Another downgrade on world output for 2019 by the International Monetary Fund (IMF) means global economies would slow to levels last seen at the global financial crisis, with threats of capital outflow now hanging over emerging markets.

The fund in its October outlook downgraded global growth in 2019 to 3 percent as rising trade barriers and increasing geopolitical tensions continue to take toll.

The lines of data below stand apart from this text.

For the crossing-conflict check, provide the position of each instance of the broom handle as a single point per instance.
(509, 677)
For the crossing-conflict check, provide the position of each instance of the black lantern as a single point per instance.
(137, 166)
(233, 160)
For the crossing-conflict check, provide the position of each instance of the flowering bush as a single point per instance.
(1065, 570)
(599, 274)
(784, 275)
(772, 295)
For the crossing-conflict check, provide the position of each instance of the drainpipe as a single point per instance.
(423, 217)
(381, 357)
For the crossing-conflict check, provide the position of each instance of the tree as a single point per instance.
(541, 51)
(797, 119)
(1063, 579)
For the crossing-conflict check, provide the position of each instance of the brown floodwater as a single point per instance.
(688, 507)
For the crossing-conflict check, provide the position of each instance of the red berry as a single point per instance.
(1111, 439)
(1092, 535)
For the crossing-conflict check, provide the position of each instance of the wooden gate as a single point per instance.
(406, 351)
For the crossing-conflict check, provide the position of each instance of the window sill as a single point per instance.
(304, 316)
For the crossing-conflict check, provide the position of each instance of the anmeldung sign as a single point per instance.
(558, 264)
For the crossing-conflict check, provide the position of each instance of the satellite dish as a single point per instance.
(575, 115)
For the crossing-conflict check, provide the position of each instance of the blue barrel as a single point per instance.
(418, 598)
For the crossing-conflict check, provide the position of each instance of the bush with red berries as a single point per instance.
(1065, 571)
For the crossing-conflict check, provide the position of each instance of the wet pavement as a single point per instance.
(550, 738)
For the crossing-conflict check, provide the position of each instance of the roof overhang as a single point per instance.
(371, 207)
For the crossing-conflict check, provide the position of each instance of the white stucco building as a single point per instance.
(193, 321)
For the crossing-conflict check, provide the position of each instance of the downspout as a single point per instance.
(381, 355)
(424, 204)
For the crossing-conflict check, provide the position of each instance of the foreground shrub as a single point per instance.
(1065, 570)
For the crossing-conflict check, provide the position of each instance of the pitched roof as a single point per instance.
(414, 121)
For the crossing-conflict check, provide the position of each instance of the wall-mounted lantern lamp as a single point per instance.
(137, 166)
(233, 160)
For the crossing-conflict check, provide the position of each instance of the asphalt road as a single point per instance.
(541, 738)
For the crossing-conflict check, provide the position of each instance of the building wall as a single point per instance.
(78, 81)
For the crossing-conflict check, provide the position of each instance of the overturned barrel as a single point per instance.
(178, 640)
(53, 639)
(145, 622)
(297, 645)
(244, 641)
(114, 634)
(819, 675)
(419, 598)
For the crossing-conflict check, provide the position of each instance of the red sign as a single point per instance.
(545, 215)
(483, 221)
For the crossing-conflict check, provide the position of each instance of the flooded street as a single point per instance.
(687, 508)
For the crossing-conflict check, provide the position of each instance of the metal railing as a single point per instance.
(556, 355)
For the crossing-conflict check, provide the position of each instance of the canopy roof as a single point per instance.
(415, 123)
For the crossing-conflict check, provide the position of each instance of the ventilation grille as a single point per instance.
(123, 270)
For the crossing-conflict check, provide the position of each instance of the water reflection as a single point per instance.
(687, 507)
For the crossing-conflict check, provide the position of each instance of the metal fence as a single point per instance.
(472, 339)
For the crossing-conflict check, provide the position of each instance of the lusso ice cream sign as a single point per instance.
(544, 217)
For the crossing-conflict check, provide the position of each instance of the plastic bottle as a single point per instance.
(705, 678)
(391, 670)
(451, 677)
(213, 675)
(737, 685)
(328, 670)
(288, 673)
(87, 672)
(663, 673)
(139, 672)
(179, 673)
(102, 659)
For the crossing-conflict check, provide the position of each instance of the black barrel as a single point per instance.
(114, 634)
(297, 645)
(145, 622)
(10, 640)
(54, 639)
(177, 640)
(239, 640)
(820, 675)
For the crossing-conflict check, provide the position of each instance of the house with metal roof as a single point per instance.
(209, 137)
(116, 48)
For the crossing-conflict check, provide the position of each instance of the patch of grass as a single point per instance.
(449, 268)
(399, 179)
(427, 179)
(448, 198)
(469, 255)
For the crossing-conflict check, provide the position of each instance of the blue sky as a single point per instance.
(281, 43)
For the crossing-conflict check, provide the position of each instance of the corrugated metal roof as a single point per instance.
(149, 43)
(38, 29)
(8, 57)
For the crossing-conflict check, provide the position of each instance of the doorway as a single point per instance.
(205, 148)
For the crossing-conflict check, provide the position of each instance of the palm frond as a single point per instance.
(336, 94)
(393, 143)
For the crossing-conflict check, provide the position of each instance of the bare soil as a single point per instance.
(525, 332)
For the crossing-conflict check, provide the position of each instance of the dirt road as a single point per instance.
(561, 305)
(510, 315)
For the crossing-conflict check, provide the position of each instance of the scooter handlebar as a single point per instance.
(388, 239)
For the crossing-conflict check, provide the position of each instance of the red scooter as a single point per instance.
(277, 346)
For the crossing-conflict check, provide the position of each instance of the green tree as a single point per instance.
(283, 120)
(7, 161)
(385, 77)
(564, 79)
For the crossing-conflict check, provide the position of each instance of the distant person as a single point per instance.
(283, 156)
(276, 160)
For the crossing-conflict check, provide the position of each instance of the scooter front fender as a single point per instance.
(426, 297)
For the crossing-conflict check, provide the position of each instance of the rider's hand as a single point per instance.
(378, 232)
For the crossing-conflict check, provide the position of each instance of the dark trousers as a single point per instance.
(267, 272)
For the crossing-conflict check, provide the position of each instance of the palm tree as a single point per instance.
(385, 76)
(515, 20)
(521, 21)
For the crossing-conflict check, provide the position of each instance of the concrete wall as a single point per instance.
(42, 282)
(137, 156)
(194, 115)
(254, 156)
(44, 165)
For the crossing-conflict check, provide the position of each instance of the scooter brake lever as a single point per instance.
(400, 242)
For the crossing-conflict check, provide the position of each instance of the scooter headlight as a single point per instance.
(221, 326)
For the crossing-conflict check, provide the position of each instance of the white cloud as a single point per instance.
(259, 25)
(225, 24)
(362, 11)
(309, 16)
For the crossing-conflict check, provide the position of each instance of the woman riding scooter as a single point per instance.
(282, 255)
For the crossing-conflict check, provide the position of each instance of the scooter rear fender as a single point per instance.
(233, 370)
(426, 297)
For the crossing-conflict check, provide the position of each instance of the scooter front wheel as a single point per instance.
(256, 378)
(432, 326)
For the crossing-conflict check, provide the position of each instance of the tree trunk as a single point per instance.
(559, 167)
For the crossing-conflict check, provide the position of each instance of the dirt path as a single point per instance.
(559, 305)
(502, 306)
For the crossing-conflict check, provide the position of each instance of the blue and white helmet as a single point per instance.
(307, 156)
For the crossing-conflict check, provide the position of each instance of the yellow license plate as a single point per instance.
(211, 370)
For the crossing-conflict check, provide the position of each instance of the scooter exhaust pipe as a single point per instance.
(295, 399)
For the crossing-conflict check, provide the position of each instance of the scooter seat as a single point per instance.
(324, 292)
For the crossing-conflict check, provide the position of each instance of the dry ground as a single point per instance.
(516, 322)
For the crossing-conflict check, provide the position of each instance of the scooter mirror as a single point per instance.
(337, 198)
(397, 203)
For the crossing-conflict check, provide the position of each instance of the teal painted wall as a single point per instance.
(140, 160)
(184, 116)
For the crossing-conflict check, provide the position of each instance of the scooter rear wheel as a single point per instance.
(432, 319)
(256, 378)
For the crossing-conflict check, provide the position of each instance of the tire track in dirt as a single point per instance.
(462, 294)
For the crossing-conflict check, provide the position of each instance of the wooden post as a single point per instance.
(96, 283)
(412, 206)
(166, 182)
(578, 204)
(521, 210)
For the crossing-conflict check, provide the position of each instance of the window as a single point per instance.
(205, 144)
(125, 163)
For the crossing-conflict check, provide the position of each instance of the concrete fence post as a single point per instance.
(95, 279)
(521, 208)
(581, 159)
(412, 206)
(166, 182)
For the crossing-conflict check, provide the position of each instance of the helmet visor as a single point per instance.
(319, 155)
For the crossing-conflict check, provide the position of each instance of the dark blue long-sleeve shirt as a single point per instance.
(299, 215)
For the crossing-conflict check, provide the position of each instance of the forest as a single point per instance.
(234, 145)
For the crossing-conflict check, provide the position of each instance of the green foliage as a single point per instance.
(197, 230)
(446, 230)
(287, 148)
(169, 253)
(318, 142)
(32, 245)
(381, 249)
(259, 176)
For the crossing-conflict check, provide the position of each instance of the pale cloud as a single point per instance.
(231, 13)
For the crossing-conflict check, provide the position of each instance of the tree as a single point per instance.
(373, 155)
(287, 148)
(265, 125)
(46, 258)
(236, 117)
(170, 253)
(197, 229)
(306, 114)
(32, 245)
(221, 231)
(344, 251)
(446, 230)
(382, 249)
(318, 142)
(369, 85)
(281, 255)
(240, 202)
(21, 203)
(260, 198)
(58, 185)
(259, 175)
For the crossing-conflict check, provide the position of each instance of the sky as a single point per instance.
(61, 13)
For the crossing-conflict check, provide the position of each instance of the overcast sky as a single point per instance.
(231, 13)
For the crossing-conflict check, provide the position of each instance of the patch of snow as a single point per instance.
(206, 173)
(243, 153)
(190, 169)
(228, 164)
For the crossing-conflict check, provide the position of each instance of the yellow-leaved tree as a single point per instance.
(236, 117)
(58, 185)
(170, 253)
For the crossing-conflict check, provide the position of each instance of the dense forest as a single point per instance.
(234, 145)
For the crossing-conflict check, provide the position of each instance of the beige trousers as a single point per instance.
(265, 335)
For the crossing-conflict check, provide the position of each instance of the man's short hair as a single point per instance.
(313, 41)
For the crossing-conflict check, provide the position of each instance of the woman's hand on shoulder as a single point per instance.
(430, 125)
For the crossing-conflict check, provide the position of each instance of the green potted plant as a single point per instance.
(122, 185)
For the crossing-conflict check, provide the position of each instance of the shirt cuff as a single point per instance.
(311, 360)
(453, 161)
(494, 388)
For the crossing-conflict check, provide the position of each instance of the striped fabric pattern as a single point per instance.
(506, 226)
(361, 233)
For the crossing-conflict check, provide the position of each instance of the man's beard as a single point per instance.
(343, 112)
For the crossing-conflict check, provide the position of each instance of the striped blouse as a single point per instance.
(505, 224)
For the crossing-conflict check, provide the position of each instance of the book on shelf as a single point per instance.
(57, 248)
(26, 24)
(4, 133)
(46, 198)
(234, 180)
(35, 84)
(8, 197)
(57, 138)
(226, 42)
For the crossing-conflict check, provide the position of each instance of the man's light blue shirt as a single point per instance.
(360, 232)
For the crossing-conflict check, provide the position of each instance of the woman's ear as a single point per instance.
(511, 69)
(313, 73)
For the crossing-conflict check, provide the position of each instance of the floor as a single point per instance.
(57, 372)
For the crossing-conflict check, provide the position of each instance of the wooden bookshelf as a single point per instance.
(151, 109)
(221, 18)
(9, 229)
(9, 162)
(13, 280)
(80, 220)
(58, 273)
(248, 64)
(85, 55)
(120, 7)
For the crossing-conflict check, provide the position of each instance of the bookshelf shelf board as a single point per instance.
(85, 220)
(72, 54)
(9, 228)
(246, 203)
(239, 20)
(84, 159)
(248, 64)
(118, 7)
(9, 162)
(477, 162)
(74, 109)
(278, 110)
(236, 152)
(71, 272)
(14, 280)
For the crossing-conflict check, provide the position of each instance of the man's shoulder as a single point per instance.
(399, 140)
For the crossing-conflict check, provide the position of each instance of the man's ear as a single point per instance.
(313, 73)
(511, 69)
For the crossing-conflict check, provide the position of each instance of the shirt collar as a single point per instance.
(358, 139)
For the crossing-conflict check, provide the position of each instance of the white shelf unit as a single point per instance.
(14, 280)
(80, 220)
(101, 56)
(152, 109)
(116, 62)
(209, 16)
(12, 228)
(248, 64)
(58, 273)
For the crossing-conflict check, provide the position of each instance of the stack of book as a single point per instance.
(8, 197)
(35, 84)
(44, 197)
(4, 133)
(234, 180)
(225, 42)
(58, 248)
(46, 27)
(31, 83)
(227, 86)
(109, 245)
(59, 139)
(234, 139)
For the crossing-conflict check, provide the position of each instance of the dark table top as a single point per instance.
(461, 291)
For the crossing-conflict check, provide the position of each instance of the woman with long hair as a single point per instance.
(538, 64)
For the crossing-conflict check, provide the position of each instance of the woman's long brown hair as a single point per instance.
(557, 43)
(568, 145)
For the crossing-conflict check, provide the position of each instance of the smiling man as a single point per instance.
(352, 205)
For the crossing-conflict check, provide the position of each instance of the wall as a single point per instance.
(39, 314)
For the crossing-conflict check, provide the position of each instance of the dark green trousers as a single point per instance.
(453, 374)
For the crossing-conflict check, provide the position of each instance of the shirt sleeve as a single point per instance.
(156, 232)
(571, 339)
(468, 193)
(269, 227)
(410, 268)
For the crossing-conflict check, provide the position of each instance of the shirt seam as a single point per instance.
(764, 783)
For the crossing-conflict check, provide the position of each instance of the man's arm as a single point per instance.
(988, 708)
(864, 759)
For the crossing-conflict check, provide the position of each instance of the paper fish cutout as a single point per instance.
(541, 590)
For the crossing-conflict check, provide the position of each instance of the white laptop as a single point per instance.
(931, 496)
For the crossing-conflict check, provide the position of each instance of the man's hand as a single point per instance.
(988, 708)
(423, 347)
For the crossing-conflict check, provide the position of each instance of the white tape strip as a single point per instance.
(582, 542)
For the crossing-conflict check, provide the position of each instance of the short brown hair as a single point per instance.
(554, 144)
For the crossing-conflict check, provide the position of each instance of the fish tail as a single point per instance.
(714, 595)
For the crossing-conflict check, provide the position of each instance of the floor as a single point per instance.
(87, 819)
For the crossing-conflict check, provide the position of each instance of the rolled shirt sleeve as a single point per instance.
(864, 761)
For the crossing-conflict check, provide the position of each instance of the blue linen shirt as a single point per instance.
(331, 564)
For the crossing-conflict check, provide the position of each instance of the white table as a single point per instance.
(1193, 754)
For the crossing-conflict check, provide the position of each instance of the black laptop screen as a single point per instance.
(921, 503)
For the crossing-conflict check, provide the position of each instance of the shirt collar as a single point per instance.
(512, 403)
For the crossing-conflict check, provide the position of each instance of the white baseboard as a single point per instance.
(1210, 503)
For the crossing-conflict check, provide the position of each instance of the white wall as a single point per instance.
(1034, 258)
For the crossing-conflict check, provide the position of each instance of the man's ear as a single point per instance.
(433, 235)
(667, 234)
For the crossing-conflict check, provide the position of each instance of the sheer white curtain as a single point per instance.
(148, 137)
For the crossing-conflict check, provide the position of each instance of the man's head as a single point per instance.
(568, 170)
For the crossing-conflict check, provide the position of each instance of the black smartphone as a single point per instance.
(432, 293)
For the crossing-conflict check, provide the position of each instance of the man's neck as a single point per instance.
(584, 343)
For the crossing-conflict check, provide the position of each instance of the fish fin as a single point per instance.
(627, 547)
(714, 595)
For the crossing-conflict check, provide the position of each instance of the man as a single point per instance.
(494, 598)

This would be its slowest pace since 2008.

Meanwhile, IMF forecast that the world output would see a modest improvement to 3.4 percent in 2020, a downward of 0.2 percentage point from its April projection.

The October outlook would make it no less than four times global growth has been downgraded by the IMF this year.

“Overall, trade volume growth in the first half of 2019 has fallen to 1 percent, the weakest level since 2012,’’ the Bretton Woods institution said, warning that heightened trade and geopolitical tensions, including Brexit-related risks, could further disrupt economic activity, and derail an already fragile recovery in emerging market economies and the euro area.

“This could lead to an abrupt shift in risk sentiment, financial disruptions, and a reversal in capital flows to emerging market economies,’’ the IMF said.

The Institute of International Finance (IIF) also noted that trade tensions weigh on growth and stoke volatility in emerging market capital flows, even as it maintained that increasingly accommodative monetary policy supports risk appetite and flows to EM.

A halt in policy normalisation by developed economies, which affected flows to emerging markets in 2018, favoured carry trade in the earlier part of the year.

In September, emerging markets (EM) bounced from one of its worst performing months after portfolio flows hit $37.7 billion.

The MSCI Emerging Index, which tracks performance of emerging market stocks, has risen by 5 percent in 2019.

The IMF said it revised growth in emerging market and developing economies to 3.9 percent for 2019 (compared to 4.5 percent in 2018), owing in part to trade and domestic policy uncertainties, and to a structural slowdown in China.

While for advanced economies, which continue to slow towards their lower long-term potential, growth has been downgraded to 1.7 percent for 2019 (compared to 2.3 percent in 2018) and remains at same level in 2020.

To rejuvenate growth, the fund recommends that policymakers undo the trade barriers put in place with durable agreements, rein in geopolitical tensions, and reduce domestic policy uncertainty.

There is also need for economic policy to support market activity in a more balanced manner with monetary complementing fiscal policies.

Furthermore, sustainable growth requires that countries undertake structural reforms to boost productivity, improve resilience, and lower inequality.

Reforms in emerging market and developing economies are also more effective when good governance is already in place, the IMF said.